Où est ma place ?
« Chef Juju ». Aide-hospitalière au pèlerinage de son diocèse à Lourdes, Justine porte fièrement ce titre sur sa casquette. Chef elle l’est, assurément, donnant ses instructions à tout son monde. Mais elle est surtout « Juju », avec sa personnalité forte et sa joie de vivre. Juju est porteuse du « petit truc en plus ». Et derrière la jovialité affichée, Juju vit un drame personnel, que partage sa maman Sylvie. Justine veut être religieuse. Elle aime profondément Jésus, elle voudrait se donner entièrement à lui. Mais elle ne peut pas devenir religieuse ; de même qu’elle ne peut pas s’engager comme « hospitalière » de plein droit. Elle sera toujours « aide hospitalière ». Comme la petite Bernadette de Lourdes, qui est toujours restée « aide infirmière » dans son couvent de Nevers, et pourtant s’est montrée experte dans l’art de soigner les sœurs malades.
Or elle avait entendu cette parole terrible, prononcée par sa supérieure : « Elle n’est bonne à rien ». Juju, comme Bernadette, aspire à la vie religieuse. Bernadette n’a pas pu aller au Carmel, en raison de sa santé, mais chez les Sœurs de la Charité de Nevers elle a pu développer son amour du Christ et se donner pour les malades. Justine, elle, cherche encore sa place. Son désir est authentique, son amour de Dieu est fort, mais la vie religieuse ne veut pas d’elle. Son handicap est rédhibitoire pour prononcer canoniquement les vœux de pauvreté, de chasteté et d’obéissance. Et la vie fraternelle est compliquée. Même dans une communauté adaptée, comme les Petites Sœurs Disciples de l’Agneau, qui accueillent des personnes trisomiques, chez qui elle a fait un court essai.
Toi qui te poses la question douloureuse de ta place parmi les autres, pense à celle que Dieu lui-même a dans le monde, à celle qu’il veut avoir dans ton propre cœur, et à celle qu’il veut te donner dans son éternité d’amour.
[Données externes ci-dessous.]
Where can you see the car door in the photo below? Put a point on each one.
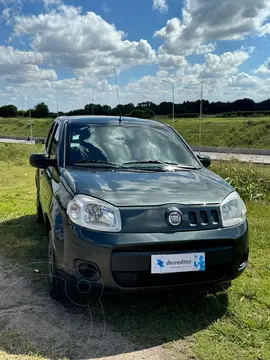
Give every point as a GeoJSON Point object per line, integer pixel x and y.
{"type": "Point", "coordinates": [49, 175]}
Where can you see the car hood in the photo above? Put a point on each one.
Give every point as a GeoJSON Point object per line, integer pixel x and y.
{"type": "Point", "coordinates": [142, 188]}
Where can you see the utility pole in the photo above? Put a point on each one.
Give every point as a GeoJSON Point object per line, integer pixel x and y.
{"type": "Point", "coordinates": [173, 93]}
{"type": "Point", "coordinates": [93, 93]}
{"type": "Point", "coordinates": [30, 119]}
{"type": "Point", "coordinates": [201, 115]}
{"type": "Point", "coordinates": [57, 105]}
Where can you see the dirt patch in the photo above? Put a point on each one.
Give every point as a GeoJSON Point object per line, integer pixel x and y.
{"type": "Point", "coordinates": [31, 322]}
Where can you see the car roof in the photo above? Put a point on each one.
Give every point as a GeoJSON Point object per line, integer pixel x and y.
{"type": "Point", "coordinates": [107, 120]}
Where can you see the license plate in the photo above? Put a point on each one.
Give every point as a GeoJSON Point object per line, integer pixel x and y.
{"type": "Point", "coordinates": [177, 263]}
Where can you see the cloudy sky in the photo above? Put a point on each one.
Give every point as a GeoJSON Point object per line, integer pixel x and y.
{"type": "Point", "coordinates": [67, 48]}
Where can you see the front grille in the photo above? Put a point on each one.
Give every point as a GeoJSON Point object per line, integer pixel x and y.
{"type": "Point", "coordinates": [174, 246]}
{"type": "Point", "coordinates": [146, 279]}
{"type": "Point", "coordinates": [155, 219]}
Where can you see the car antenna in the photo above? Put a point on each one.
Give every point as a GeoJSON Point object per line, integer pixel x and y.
{"type": "Point", "coordinates": [117, 93]}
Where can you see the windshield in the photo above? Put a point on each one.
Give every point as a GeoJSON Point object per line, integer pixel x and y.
{"type": "Point", "coordinates": [123, 144]}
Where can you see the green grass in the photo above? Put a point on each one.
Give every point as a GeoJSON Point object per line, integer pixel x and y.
{"type": "Point", "coordinates": [226, 132]}
{"type": "Point", "coordinates": [21, 127]}
{"type": "Point", "coordinates": [234, 132]}
{"type": "Point", "coordinates": [226, 326]}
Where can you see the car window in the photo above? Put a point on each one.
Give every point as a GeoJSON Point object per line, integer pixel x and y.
{"type": "Point", "coordinates": [48, 141]}
{"type": "Point", "coordinates": [126, 143]}
{"type": "Point", "coordinates": [54, 142]}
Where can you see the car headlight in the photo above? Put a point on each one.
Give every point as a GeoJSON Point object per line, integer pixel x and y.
{"type": "Point", "coordinates": [94, 214]}
{"type": "Point", "coordinates": [233, 210]}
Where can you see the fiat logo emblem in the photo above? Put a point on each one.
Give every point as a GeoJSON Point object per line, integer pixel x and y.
{"type": "Point", "coordinates": [175, 218]}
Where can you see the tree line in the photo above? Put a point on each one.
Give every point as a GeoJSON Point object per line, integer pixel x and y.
{"type": "Point", "coordinates": [148, 109]}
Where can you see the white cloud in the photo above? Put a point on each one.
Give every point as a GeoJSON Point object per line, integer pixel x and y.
{"type": "Point", "coordinates": [243, 80]}
{"type": "Point", "coordinates": [22, 66]}
{"type": "Point", "coordinates": [264, 69]}
{"type": "Point", "coordinates": [264, 30]}
{"type": "Point", "coordinates": [83, 42]}
{"type": "Point", "coordinates": [51, 3]}
{"type": "Point", "coordinates": [160, 5]}
{"type": "Point", "coordinates": [208, 20]}
{"type": "Point", "coordinates": [171, 61]}
{"type": "Point", "coordinates": [105, 7]}
{"type": "Point", "coordinates": [227, 63]}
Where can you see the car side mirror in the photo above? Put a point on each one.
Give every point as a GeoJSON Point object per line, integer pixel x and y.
{"type": "Point", "coordinates": [205, 160]}
{"type": "Point", "coordinates": [41, 161]}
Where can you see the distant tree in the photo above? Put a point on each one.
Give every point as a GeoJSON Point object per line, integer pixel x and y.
{"type": "Point", "coordinates": [138, 113]}
{"type": "Point", "coordinates": [21, 113]}
{"type": "Point", "coordinates": [8, 111]}
{"type": "Point", "coordinates": [149, 114]}
{"type": "Point", "coordinates": [41, 111]}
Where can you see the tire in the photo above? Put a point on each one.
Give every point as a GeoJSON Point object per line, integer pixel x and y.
{"type": "Point", "coordinates": [57, 285]}
{"type": "Point", "coordinates": [40, 217]}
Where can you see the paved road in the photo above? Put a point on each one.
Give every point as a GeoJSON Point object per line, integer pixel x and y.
{"type": "Point", "coordinates": [259, 159]}
{"type": "Point", "coordinates": [15, 141]}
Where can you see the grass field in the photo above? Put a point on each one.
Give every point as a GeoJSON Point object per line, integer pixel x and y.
{"type": "Point", "coordinates": [235, 132]}
{"type": "Point", "coordinates": [226, 326]}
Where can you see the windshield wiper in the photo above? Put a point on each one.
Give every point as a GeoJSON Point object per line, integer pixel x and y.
{"type": "Point", "coordinates": [101, 162]}
{"type": "Point", "coordinates": [182, 166]}
{"type": "Point", "coordinates": [144, 162]}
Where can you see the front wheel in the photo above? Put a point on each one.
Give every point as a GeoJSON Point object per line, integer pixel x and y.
{"type": "Point", "coordinates": [57, 285]}
{"type": "Point", "coordinates": [40, 217]}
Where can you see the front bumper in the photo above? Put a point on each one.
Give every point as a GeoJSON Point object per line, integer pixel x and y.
{"type": "Point", "coordinates": [123, 260]}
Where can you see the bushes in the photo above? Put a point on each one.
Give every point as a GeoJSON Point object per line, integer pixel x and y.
{"type": "Point", "coordinates": [244, 114]}
{"type": "Point", "coordinates": [184, 116]}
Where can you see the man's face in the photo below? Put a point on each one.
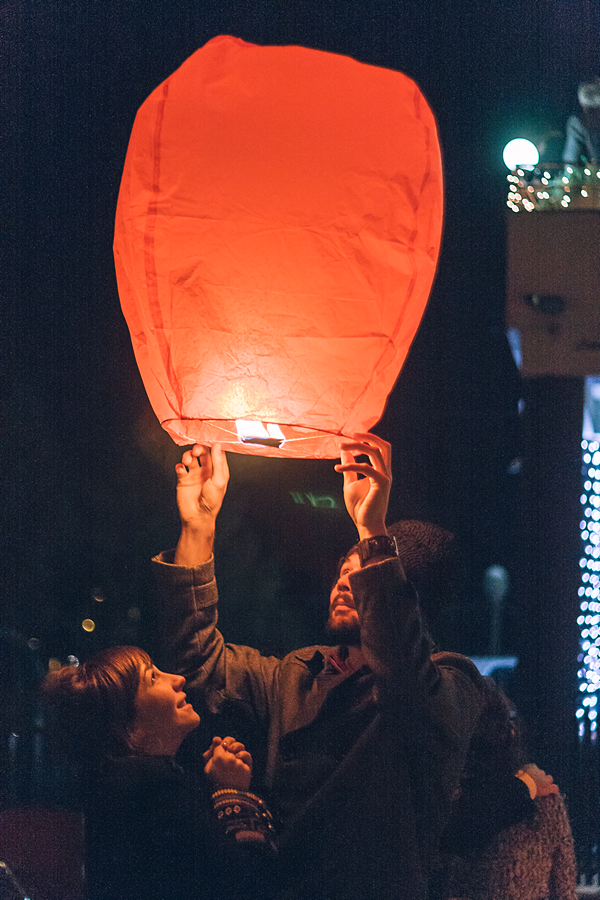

La situation est difficile aussi pour des personnes handicapées mentales qui souhaitent s’unir dans le mariage. La Conférence des évêques de France s’apprête à publier une note sur le mariage des personnes « en situation de handicap », préparée avec le concours de l’OCH. De fait, tout le monde n’a pas la capacité de s’engager dans le mariage, comme dans la vie religieuse, comme dans le ministère de prêtre. Pour ceux et celles qui ont fortement ce désir, c’est une grande frustration, une grande souffrance. Et une question demeure : Quelle est ma place dans l’Eglise ? Quelle est ma place dans le monde ? Jésus, que me dis-tu ?
Jésus est entré dans notre monde par la petite porte. D’abord la porte de l’humble cœur de Marie, à Nazareth. Puis la porte d’une étable, à Bethléem, alors que toutes les autres portes étaient fermées. Jésus ira à la rencontre de ceux qui restent sur le bord du chemin, et lui-même n’aura pas d’endroit ou reposer sa tête : il n’a jamais eu de place à lui, et celle qu’on lui imposera – qu’il assumera pleinement par amour – c’est la croix. Certains ont une place reconnue dans le monde ou dans l’Eglise. Mais qu’est-ce devant celle que nous avons dans le cœur de Dieu ? Alors Juju, et toi qui te poses la question douloureuse de ta place parmi les autres, pense à celle que Dieu lui-même a dans le monde, à celle qu’il veut avoir dans ton propre cœur, et à celle qu’il veut te donner dans son éternité d’amour. Alors à la place où tu es aujourd’hui, tu n’as qu’une chose à faire, comme la petite Thérèse : devenir amour. Un amour qui rit ou qui pleure, mais un amour qui a partout sa place.